We wonder if the Doctor broke some unwritten code of this group of people or something. 

The Magnificent Seven

So there are seven of these guys. And they’re married.

Arc Light is one, and he’s married to a (military?) doctor. But Arc Light’s parents were not that way. And Arc Light doesn’t have children. He met his wife while he was “thuggin’,” 

We note that reminds of the doctor – but yeah, they all had a wild period of not-so-much-law-abiding behavior.

We get a call in over the radio at this point. There’s been another explosion. At Hayley’s forensics firm. But she’d stepped out to get coffee, so she’s got her in protective custody.

We go looking for Boom-Ex via gravity and rats. The Commander and Zephyr were going to take our witness back to the Lighthouse. There are not one, but two secondary explosives. The Commander wraps his forcefield around her, and they move to the Vertol…

Zephyr hears something click, his time sense goes off, and he senses/sees/detects a bullet. He pulls a sacrificial dodge, but gets shot in the ass.

The bullet could only have come from 700yds away, in a particular building. The Commander announces the location, having made the Observation roll by 17; Rat Queen starts moving that way. 

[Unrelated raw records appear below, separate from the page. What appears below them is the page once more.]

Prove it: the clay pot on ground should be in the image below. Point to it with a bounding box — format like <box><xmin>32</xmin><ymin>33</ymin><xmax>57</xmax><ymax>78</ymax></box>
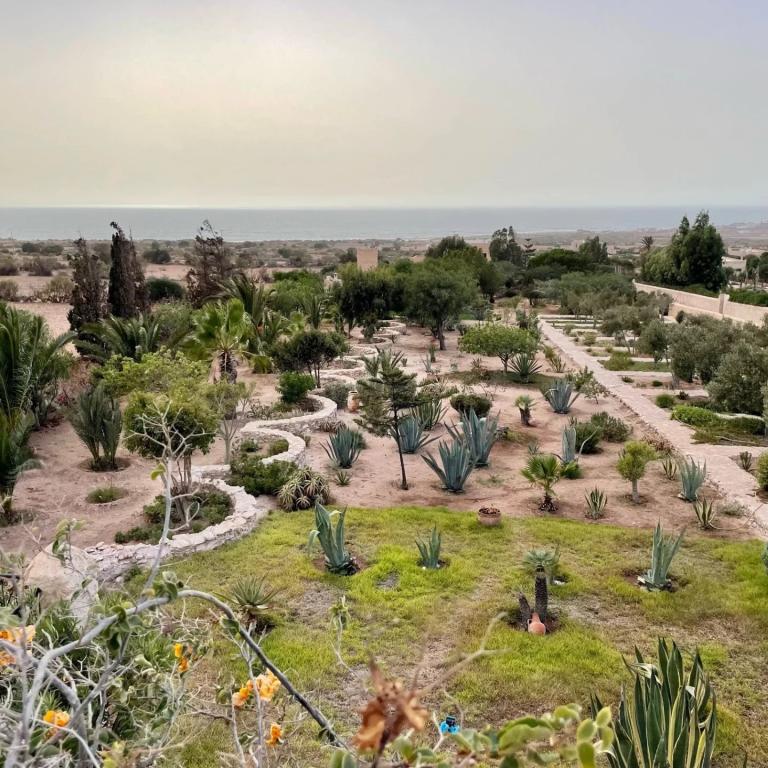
<box><xmin>528</xmin><ymin>613</ymin><xmax>547</xmax><ymax>635</ymax></box>
<box><xmin>477</xmin><ymin>507</ymin><xmax>501</xmax><ymax>525</ymax></box>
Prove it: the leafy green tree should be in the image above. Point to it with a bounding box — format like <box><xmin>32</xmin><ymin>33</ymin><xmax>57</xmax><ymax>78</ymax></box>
<box><xmin>667</xmin><ymin>211</ymin><xmax>726</xmax><ymax>291</ymax></box>
<box><xmin>187</xmin><ymin>299</ymin><xmax>251</xmax><ymax>383</ymax></box>
<box><xmin>459</xmin><ymin>323</ymin><xmax>538</xmax><ymax>373</ymax></box>
<box><xmin>406</xmin><ymin>262</ymin><xmax>477</xmax><ymax>349</ymax></box>
<box><xmin>271</xmin><ymin>329</ymin><xmax>347</xmax><ymax>387</ymax></box>
<box><xmin>67</xmin><ymin>237</ymin><xmax>107</xmax><ymax>331</ymax></box>
<box><xmin>357</xmin><ymin>351</ymin><xmax>417</xmax><ymax>491</ymax></box>
<box><xmin>488</xmin><ymin>224</ymin><xmax>526</xmax><ymax>267</ymax></box>
<box><xmin>107</xmin><ymin>221</ymin><xmax>147</xmax><ymax>317</ymax></box>
<box><xmin>187</xmin><ymin>219</ymin><xmax>235</xmax><ymax>307</ymax></box>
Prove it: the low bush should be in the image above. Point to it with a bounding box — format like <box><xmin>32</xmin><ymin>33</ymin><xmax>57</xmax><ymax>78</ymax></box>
<box><xmin>451</xmin><ymin>392</ymin><xmax>491</xmax><ymax>418</ymax></box>
<box><xmin>277</xmin><ymin>371</ymin><xmax>315</xmax><ymax>405</ymax></box>
<box><xmin>0</xmin><ymin>280</ymin><xmax>19</xmax><ymax>301</ymax></box>
<box><xmin>146</xmin><ymin>277</ymin><xmax>184</xmax><ymax>303</ymax></box>
<box><xmin>321</xmin><ymin>381</ymin><xmax>352</xmax><ymax>408</ymax></box>
<box><xmin>589</xmin><ymin>411</ymin><xmax>632</xmax><ymax>443</ymax></box>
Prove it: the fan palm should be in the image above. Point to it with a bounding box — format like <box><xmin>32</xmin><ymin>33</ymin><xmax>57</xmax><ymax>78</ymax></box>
<box><xmin>187</xmin><ymin>299</ymin><xmax>251</xmax><ymax>383</ymax></box>
<box><xmin>521</xmin><ymin>453</ymin><xmax>561</xmax><ymax>512</ymax></box>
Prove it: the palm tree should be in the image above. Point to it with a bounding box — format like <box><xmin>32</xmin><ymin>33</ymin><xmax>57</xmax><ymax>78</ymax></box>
<box><xmin>187</xmin><ymin>299</ymin><xmax>252</xmax><ymax>383</ymax></box>
<box><xmin>521</xmin><ymin>453</ymin><xmax>561</xmax><ymax>512</ymax></box>
<box><xmin>0</xmin><ymin>409</ymin><xmax>40</xmax><ymax>523</ymax></box>
<box><xmin>0</xmin><ymin>305</ymin><xmax>75</xmax><ymax>425</ymax></box>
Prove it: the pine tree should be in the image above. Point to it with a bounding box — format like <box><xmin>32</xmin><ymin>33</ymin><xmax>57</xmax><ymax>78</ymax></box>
<box><xmin>107</xmin><ymin>221</ymin><xmax>147</xmax><ymax>317</ymax></box>
<box><xmin>67</xmin><ymin>237</ymin><xmax>107</xmax><ymax>331</ymax></box>
<box><xmin>187</xmin><ymin>219</ymin><xmax>235</xmax><ymax>307</ymax></box>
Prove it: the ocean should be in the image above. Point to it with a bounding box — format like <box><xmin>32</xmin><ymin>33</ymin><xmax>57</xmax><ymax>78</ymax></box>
<box><xmin>0</xmin><ymin>206</ymin><xmax>768</xmax><ymax>241</ymax></box>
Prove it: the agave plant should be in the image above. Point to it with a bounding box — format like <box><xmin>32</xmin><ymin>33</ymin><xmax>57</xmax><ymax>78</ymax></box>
<box><xmin>678</xmin><ymin>457</ymin><xmax>707</xmax><ymax>501</ymax></box>
<box><xmin>637</xmin><ymin>523</ymin><xmax>683</xmax><ymax>591</ymax></box>
<box><xmin>69</xmin><ymin>382</ymin><xmax>123</xmax><ymax>471</ymax></box>
<box><xmin>541</xmin><ymin>379</ymin><xmax>579</xmax><ymax>413</ymax></box>
<box><xmin>416</xmin><ymin>526</ymin><xmax>443</xmax><ymax>570</ymax></box>
<box><xmin>323</xmin><ymin>425</ymin><xmax>363</xmax><ymax>469</ymax></box>
<box><xmin>592</xmin><ymin>639</ymin><xmax>717</xmax><ymax>768</ymax></box>
<box><xmin>693</xmin><ymin>499</ymin><xmax>715</xmax><ymax>531</ymax></box>
<box><xmin>411</xmin><ymin>397</ymin><xmax>446</xmax><ymax>432</ymax></box>
<box><xmin>421</xmin><ymin>440</ymin><xmax>475</xmax><ymax>493</ymax></box>
<box><xmin>523</xmin><ymin>546</ymin><xmax>560</xmax><ymax>584</ymax></box>
<box><xmin>509</xmin><ymin>352</ymin><xmax>541</xmax><ymax>384</ymax></box>
<box><xmin>521</xmin><ymin>453</ymin><xmax>561</xmax><ymax>512</ymax></box>
<box><xmin>448</xmin><ymin>410</ymin><xmax>499</xmax><ymax>467</ymax></box>
<box><xmin>307</xmin><ymin>502</ymin><xmax>355</xmax><ymax>574</ymax></box>
<box><xmin>584</xmin><ymin>488</ymin><xmax>608</xmax><ymax>520</ymax></box>
<box><xmin>515</xmin><ymin>395</ymin><xmax>534</xmax><ymax>427</ymax></box>
<box><xmin>277</xmin><ymin>467</ymin><xmax>331</xmax><ymax>510</ymax></box>
<box><xmin>227</xmin><ymin>576</ymin><xmax>281</xmax><ymax>632</ymax></box>
<box><xmin>391</xmin><ymin>416</ymin><xmax>437</xmax><ymax>453</ymax></box>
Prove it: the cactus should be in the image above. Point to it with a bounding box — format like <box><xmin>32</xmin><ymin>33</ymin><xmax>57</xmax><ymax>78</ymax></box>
<box><xmin>678</xmin><ymin>457</ymin><xmax>707</xmax><ymax>501</ymax></box>
<box><xmin>637</xmin><ymin>523</ymin><xmax>683</xmax><ymax>591</ymax></box>
<box><xmin>448</xmin><ymin>410</ymin><xmax>499</xmax><ymax>467</ymax></box>
<box><xmin>307</xmin><ymin>502</ymin><xmax>355</xmax><ymax>574</ymax></box>
<box><xmin>421</xmin><ymin>440</ymin><xmax>475</xmax><ymax>493</ymax></box>
<box><xmin>541</xmin><ymin>379</ymin><xmax>579</xmax><ymax>413</ymax></box>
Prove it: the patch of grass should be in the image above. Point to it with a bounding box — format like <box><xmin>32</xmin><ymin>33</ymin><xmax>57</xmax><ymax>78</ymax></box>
<box><xmin>162</xmin><ymin>507</ymin><xmax>768</xmax><ymax>768</ymax></box>
<box><xmin>85</xmin><ymin>485</ymin><xmax>128</xmax><ymax>504</ymax></box>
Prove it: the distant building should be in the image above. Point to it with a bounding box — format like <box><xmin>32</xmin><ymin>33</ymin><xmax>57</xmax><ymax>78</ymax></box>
<box><xmin>355</xmin><ymin>247</ymin><xmax>379</xmax><ymax>272</ymax></box>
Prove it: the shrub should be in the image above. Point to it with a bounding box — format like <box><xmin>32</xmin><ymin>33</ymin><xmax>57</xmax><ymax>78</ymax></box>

We see an image of someone all black, head-to-toe, in a featureless mask, on top of the roof. The color seems to be changing – probably tech. It’s a quick-dissassemble into a pouch, and he’s down, not presenting a target, and moving very quickly.

The Commander hits Zephyr with some quick Physician, and brings him from “basically crippled” to “only down 1 HP.”

The Commander watches all of his buddies tear off after the guy on the roof, and fires three rounds at him. The target pulls a Neo and dodges the shots. Ian puts his rifle away.

Zephyr and Rat Queen are on the scene. Rat Queen goes after the target as a swarm, as an area of effect. She does minimal damage to him (armor), but nibbles his pack with the gun in it away. He is actually outrunning the swarm, which is Move 18.

The group on the roof has to roll HT-10 for some reason; Commander makes an Observation roll by 14 – the guy drops something, launches himself off the building, and then shimmers and disappears. Zephyr and Rat Queen both get hit with a binding . . . and their clothes start melting. Acid spiderwebs. Yuck.

Rat Queen detects scent – and gets the ‘no smell’ scent that hunters use. Zephyr opens the bag. There’s a disassembled .50 caliber rifle in there, the Marine version of it. 

We end there. 

Game End: 00:30 April 2, 2016

We quickly decide on MVP for this session. We hit up Eamon for the research.